É o caso oposto dos autuados por desmatamento; Rafael Mirando da Silva, Adilson Lacerda e Douglas Pereira Neves. Juntos, eles somam R$ 76 milhões em multas ambientais por desmatamento de milhares de hectares de floresta no Pará e no Amazonas, descumprimento de embargos do Ibama e impedimento de regeneração natural da selva. Já as doações somadas dos três – todas destinadas à Jair Bolsonaro – ultrapassam o R$ 1 mil.
Nos últimos quatro anos, alimentado por um governo ambientalmente irresponsável, o desmatamento na Amazônia atingiu picos históricos e o país perdeu uma área de floresta superior ao estado de Alagoas. O desmonte das políticas ambientais, o aparelhamento de órgãos de fiscalização e a perseguição a servidores do Ibama, do Instituto Chico Mendes de Conservação da Biodiversidade (ICMBio) e do Instituto Nacional de Pesquisas Espaciais (Inpe) foram as medidas que abriram a porteira para que os infratores ambientais efetivamente “passassem a boiada” – como bem resumiu o ex-ministro de Meio Ambiente, Ricardo Salles, investigado por extração e venda ilegal de madeira.
Sustentabilidade real
A destruição da floresta está intimamente ligada à expansão do agronegócio, tanto no Brasil quanto em outros países tropicais. É o que sugere um estudo publicado em setembro na revista Science: aproximadamente 90% do desmatamento nas regiões tropicais é provocado pela agropecuária.
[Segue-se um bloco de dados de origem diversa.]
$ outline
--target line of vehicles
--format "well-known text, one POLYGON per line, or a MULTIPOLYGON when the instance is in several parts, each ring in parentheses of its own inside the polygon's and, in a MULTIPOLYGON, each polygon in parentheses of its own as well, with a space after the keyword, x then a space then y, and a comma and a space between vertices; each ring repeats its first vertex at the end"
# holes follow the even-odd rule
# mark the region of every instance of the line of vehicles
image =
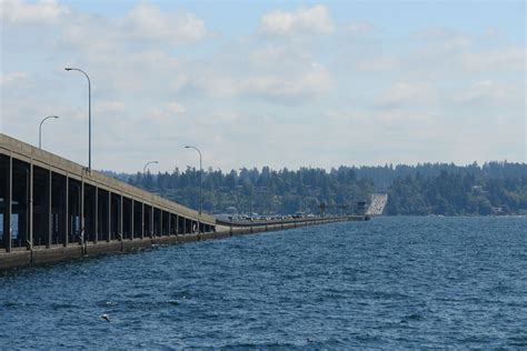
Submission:
POLYGON ((290 220, 290 219, 301 219, 301 218, 316 218, 314 213, 296 212, 294 214, 243 214, 243 213, 233 213, 233 214, 217 214, 216 218, 221 221, 229 222, 255 222, 255 221, 278 221, 278 220, 290 220))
Já há algumas soluções na mesa para tornar a criação de gado um pouco menos danosa à floresta: uma delas seria a adoção da pecuária intensiva, que concentra os animais em um espaço menor e faz a rotação das pastagens, para aumentar a produtividade e evitar a necessidade de novas áreas de pasto.
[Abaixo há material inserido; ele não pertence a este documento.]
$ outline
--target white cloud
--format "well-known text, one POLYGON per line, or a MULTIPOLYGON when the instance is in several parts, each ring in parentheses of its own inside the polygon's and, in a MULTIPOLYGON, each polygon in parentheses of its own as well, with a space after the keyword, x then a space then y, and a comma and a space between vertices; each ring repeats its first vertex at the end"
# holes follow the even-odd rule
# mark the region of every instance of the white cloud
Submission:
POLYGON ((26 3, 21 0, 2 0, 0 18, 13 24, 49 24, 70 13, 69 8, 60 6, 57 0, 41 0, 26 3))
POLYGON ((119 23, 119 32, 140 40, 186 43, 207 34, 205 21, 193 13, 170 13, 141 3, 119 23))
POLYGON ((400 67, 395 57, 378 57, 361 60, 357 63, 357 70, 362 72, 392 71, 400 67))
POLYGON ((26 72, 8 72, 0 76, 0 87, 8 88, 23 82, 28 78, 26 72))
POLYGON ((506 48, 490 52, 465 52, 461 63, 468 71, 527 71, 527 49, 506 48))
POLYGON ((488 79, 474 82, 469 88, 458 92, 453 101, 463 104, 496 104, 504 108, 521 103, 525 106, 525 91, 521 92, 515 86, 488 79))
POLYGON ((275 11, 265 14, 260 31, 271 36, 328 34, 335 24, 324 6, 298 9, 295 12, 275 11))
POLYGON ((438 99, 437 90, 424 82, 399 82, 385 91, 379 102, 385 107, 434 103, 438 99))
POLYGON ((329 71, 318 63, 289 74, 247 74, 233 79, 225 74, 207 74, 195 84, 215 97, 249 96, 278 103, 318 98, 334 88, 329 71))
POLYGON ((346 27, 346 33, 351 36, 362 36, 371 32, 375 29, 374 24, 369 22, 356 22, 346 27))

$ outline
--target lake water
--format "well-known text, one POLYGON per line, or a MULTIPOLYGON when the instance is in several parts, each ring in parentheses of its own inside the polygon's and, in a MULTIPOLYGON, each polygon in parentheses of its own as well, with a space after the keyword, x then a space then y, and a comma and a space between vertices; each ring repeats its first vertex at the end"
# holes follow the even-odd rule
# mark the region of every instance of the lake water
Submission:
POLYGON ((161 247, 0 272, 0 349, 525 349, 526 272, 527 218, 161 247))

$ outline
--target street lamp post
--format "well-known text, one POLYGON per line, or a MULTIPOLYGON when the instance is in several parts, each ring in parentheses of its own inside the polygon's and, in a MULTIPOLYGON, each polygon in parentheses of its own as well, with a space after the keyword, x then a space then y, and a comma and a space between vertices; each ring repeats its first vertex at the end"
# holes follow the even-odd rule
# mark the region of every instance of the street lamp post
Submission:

“Mas a pecuária intensiva ainda não é uma alternativa economicamente interessante para pequenos produtores”, observa Camila Trigueiro, pesquisadora do Instituto do Homem e Meio Ambiente da Amazônia (Imazon). Outras opções, diz a cientista, são a concessão de incentivos a produtores que façam a recuperação do pasto e créditos para aqueles que pratiquem um índice de produtividade viável – ou seja, que tenham um número adequado de animais por hectare para justificar o uso do espaço.
Algumas iniciativas também têm tentado zerar o desmatamento na produção da carne bovina em parceria com grandes empresas do setor. Porém, essas propostas ainda esbarram na dificuldade de fiscalização da origem do gado. “No frigorífico, tem uma cadeia indireta que a gente não consegue monitorar. O fornecedor direito pode ter recebido esse gado de outro produtor e o animal pode ter passado por outras três ou quatro propriedades”, explica Trigueiro.
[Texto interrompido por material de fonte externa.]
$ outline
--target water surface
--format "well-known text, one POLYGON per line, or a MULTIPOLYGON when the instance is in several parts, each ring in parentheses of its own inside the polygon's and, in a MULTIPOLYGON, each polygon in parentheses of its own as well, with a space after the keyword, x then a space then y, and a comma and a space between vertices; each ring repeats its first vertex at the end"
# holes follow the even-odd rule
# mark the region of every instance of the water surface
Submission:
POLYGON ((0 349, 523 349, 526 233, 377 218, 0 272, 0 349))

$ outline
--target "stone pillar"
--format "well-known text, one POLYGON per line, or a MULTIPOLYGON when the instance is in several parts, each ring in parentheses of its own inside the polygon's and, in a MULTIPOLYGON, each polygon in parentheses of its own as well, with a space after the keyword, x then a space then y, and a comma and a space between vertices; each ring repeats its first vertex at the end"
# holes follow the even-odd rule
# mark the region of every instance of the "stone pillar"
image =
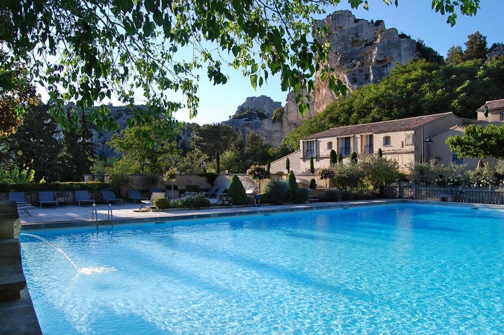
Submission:
POLYGON ((16 202, 0 201, 0 335, 42 335, 23 273, 16 202))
Enquanto cientistas e ambientalistas buscam formas de preservar a floresta e mudar a relação dos produtores rurais com o uso do solo, outra batalha é travada no Congresso Nacional: é o chamado PL da grilagem, que promove anistia às ocupações irregulares de terras da União.
Na prática, o projeto de lei abre margem para a apropriação de terras públicas desmatadas. A proposta já foi aprovada na Câmara e atualmente tramita no Senado – e, dependendo do resultado das eleições, a pressão da bancada ruralista para que o projeto vire lei pode acontecer no possível apagar das luzes do governo Bolsonaro.
Como foi feito o levantamento:
Extraímos a planilha completa com todos autos de infração disponíveis na Biblioteca de Dados do Ibama e, em seguida, unimos as informações aos registros do sistema de Consulta de Autuações Ambientais e Embargos, que permite obter a íntegra dos CPFs dos infratores. Depois, filtramos as multas aplicadas a partir de 2018 na Amazônia Legal e cruzamos as informações com os dados de candidatos e doadores de campanha disponibilizados pelo TSE. O cruzamento final foi atualizado pela última vez em 24 de setembro de 2022.